Ik heb WUR-ASG opdracht gegeven om voor verschillende veehouderijsectoren integraal duurzame stalsystemen te ontwerpen. WUR-ASG voert deze opdracht uit in nauwe samenwerking met het primaire landbouwbedrijfsleven, individuele veehouders, de Dierenbescherming en ketenpartijen zoals stallenbouwers en adviseurs van de veevoerindustrie. Voorzien is in dat verband onder andere in het opstellen van een programma van eisen waarin de behoeften van het dier, de ondernemer, het milieu en de burger/consument worden opgenomen. In 2007 is een ontwerptraject gestart voor stalsystemen in de melkveehouderij. In 2008 is begonnen met het ontwerptraject voor systemen in de varkenshouderij, waarbij eerst systemen worden ontworpen voor groepshuisvesting van dragende zeugen. In de loop van 2009 komen naar verwacht de nieuwe ontwerpen van stalsystemen in de varkenshouderij gereed. Vanaf 2009 wordt een ontwerptraject uitgevoerd voor de vleeskuikenhouderij en de legpluimveehouderij die voor de ei-productenindustrie produceren.
Het bedrijfsleven wordt gestimuleerd om te investeren in extra dierenwelzijns- en milieumaatregelen door middel van fiscale instrumenten, zoals de milieu-investeringsaftrek en de willekeurige afschrijving milieu-investeringen (VAMIL). Om in aanmerking te komen voor fiscale voordelen moet een eigenaar van een stalsysteem voldoen aan de criteria uit de Maatlat duurzame veehouderij. Die criteria worden in de komende jaren uitgebreid met eisen op het gebied van onder meer energieverbruik, emissie van geur en fijn stof- en geluidsbeperking.
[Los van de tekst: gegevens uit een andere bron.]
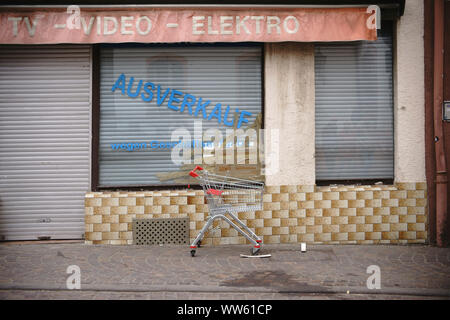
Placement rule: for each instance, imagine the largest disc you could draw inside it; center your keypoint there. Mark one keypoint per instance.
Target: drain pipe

De leden van de fractie van de Partij voor de Dieren vragen welke elementen zijn of worden opgenomen in het wetsvoorstel die de weg naar een duurzame veehouderij in de toekomst bevorderen.
Zoals ik in het antwoord op de vorige vraag heb aangegeven ondersteun ik de overgang naar een duurzame veehouderij door middel van subsidieverstrekking en inzet van fiscale instrumenten. De Kaderwet LNV-subsidies en de fiscale wetgeving bevatten grondslagen voor inzet van die middelen. Het voorliggende wetsvoorstel behoeft daar dan ook niet in te voorzien.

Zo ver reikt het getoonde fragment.